Ya el disco estaba colocado en su lugar y bastaba mover una palanquita para que
empezara a girar y todos los altavoces del barco lanzarían al espacio las
gloriosas notas del himno nacional.
Es conveniente aclarar algunas cosas, porque, de otra manera,
no se entenderá bien lo que quiero decir en este escrito: El cubículo o pequeño
camarote donde se habían colocado los aparatos de sonido de los que yo estaba a
cargo quedaba a un metro, poco más o menos, de la borda y como esta sobresalía
medio metro del muelle, la pasarela por la que caminarían los visitantes
quedaba toda ella a la vista de quienes, como yo, se encontraban abajo.
De pronto, sonó una corneta tocando “¡atención!” Luego la
nota corta del “¡ya!”... “¡Firme todo el mundo!”, militares y civiles, aunque
estos con menos marcialidad. Yo, pegado al aparato, esperaba. Por fin el “¡pi-pi-pi!”,
muevo la palanca, el disco comienza a girar y, ¡oh Dios!, allá fuera se oye
glorioso y salvador, el himno. Respiré fuerte tratando de tranquilizarme. Me
fui acercando al ventanillo y… miré: Allí, a unos cuatro o cinco metros de
donde yo estaba, vi al Caudillo de España que cruzaba la pasarela y entraba en
el barco. Unos pasos más atrás Doña Carmen Polo de Franco, más alta que su
esposo, pasó también. Luego, (el “luego” es el que me lleva a escribir toda
esta cantidad de pendejadas) pasó Carmencita. Pasó Carmencita Franco Polo, hija
única de Francisco Franco.
Yo vi cuando Carmencita pasó un poco más allá y más arriba
de mi cabeza: Vestido blanco y con falda ancha hasta la rodilla. Pasó la
Carmencita de los hermosos quince o dieciséis años, ¡no sé! . De pronto uno de
esos soplos o “resollos” de viento que tanto se dan en Galicia, cruzó la
pasarela y levantó la falda de Carmencita, dejando todo su hermoso piernero a
la vista de los Silvas maleducados que no saben cerrar los ojos cuando deben.

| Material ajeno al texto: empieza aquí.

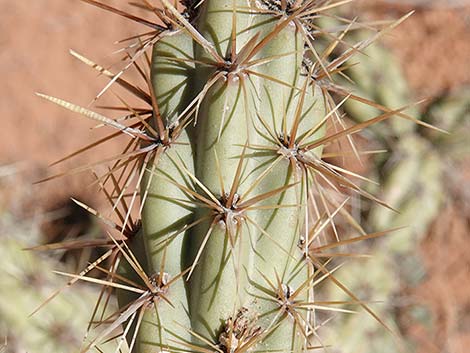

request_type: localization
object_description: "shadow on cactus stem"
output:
[28,0,444,353]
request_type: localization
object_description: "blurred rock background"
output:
[0,0,470,353]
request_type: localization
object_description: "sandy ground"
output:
[0,0,470,353]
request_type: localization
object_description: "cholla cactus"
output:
[35,0,428,353]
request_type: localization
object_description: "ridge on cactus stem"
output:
[31,0,434,353]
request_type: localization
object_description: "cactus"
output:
[31,0,426,353]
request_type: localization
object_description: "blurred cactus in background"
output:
[0,0,468,353]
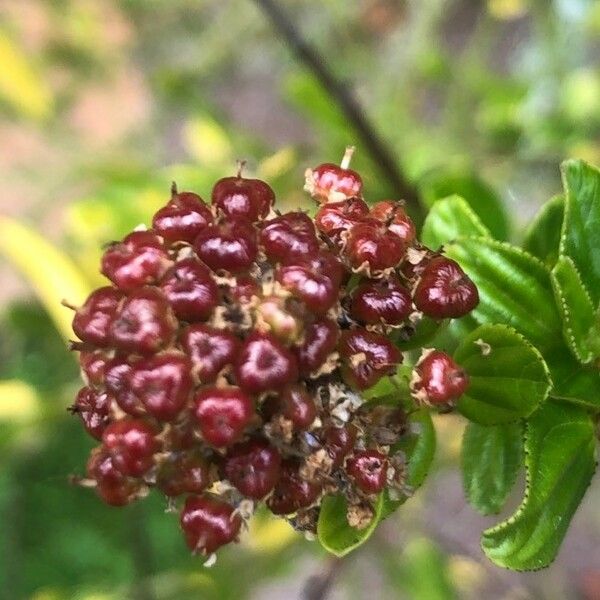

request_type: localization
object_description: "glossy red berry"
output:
[152,192,213,244]
[235,333,298,394]
[69,387,111,440]
[110,287,177,354]
[180,323,241,383]
[296,319,339,376]
[73,287,123,348]
[411,350,469,406]
[414,256,479,319]
[267,460,322,515]
[159,258,219,321]
[102,231,171,290]
[180,495,242,555]
[156,451,210,496]
[127,351,193,421]
[102,419,160,477]
[224,439,281,499]
[260,211,319,263]
[339,328,402,390]
[346,450,388,494]
[350,277,412,325]
[194,387,254,448]
[212,176,275,222]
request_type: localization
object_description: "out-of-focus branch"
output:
[255,0,421,212]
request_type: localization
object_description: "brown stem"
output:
[255,0,421,214]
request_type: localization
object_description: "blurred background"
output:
[0,0,600,600]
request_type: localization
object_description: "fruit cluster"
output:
[71,153,478,555]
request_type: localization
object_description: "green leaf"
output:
[560,160,600,306]
[445,238,562,354]
[419,169,509,240]
[523,195,565,267]
[454,325,551,425]
[317,494,383,557]
[552,256,600,363]
[421,196,490,248]
[482,401,596,571]
[461,423,523,515]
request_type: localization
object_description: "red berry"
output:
[110,287,177,354]
[180,495,242,555]
[323,425,356,469]
[156,452,210,496]
[339,328,402,390]
[224,439,281,499]
[267,460,322,515]
[260,211,319,263]
[344,219,406,274]
[212,176,275,222]
[181,324,240,383]
[102,231,171,290]
[152,192,213,244]
[296,319,339,376]
[350,277,412,325]
[194,387,254,448]
[160,258,219,321]
[73,287,123,348]
[102,419,160,477]
[369,200,417,244]
[346,450,388,494]
[70,387,110,440]
[128,351,193,421]
[411,350,469,406]
[414,256,479,319]
[235,333,298,394]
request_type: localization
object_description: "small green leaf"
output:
[461,423,523,515]
[419,169,509,240]
[552,255,600,363]
[317,494,383,557]
[454,325,551,425]
[560,160,600,306]
[482,401,596,571]
[421,196,490,248]
[523,196,565,267]
[445,238,562,354]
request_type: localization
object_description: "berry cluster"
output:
[71,153,478,555]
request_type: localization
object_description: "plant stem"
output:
[255,0,422,215]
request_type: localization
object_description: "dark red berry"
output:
[70,387,110,440]
[194,387,254,448]
[414,256,479,319]
[102,419,160,477]
[224,439,281,499]
[156,452,210,496]
[346,450,388,494]
[212,176,275,222]
[350,277,412,325]
[260,211,319,263]
[110,287,177,354]
[102,231,171,290]
[180,495,242,555]
[194,220,257,273]
[235,333,298,394]
[296,319,339,376]
[267,460,322,515]
[181,324,240,383]
[411,350,469,406]
[339,328,402,390]
[73,287,123,348]
[152,192,213,244]
[160,258,219,321]
[128,351,193,421]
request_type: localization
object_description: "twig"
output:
[255,0,421,213]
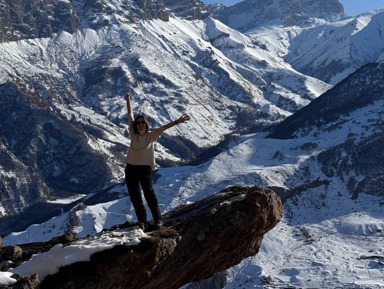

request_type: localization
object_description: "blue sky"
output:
[202,0,384,16]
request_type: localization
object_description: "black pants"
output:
[125,164,161,223]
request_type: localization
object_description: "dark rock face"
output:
[0,82,115,214]
[214,0,344,31]
[318,132,384,199]
[0,187,283,289]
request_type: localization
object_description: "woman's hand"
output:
[124,91,131,101]
[176,114,191,124]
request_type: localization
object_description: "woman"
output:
[125,92,190,230]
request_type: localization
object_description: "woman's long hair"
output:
[133,114,149,134]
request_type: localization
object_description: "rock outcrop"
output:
[0,187,283,289]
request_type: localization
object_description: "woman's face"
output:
[136,118,147,134]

¡Dios mío! : Blancas y regordetas, ¡hermosas!, ¡divinas! y, como diría
cualquier pendejo, “las piernas que me recomendó el médico”.
La niña, avergonzadísima, se bajó la falda procurando cubrir
las desnudeces y chillando un poco, por cierto. El marino que caminaba tras
ella no hizo ni un gesto, ni un movimiento para ayudarla. En aquellos tiempos
uno no estaba claro de cómo se batía el cobre en las alturas.
Después que Carmencita entró en el barco, yo seguí con las
narices pegadas al ventanillo… “¡Carajo! “ Pensé: “Qué estoy haciendo?” Si
alguien me ve aquí, sabrá que miré lo que no debía”. Me aparté del mirador y me
senté, recordando las piernas de Carmencita. Carmencita Franco, luego marquesa
de Villaverde, jamás pensó, supuso o soñó que un galleguiño de la costa, la vio
en pantaletas. A veces los milagros se dan, y yo estuve siempre metido en donde
se hacen los milagros… Demasiadas veces y no siempre gratas.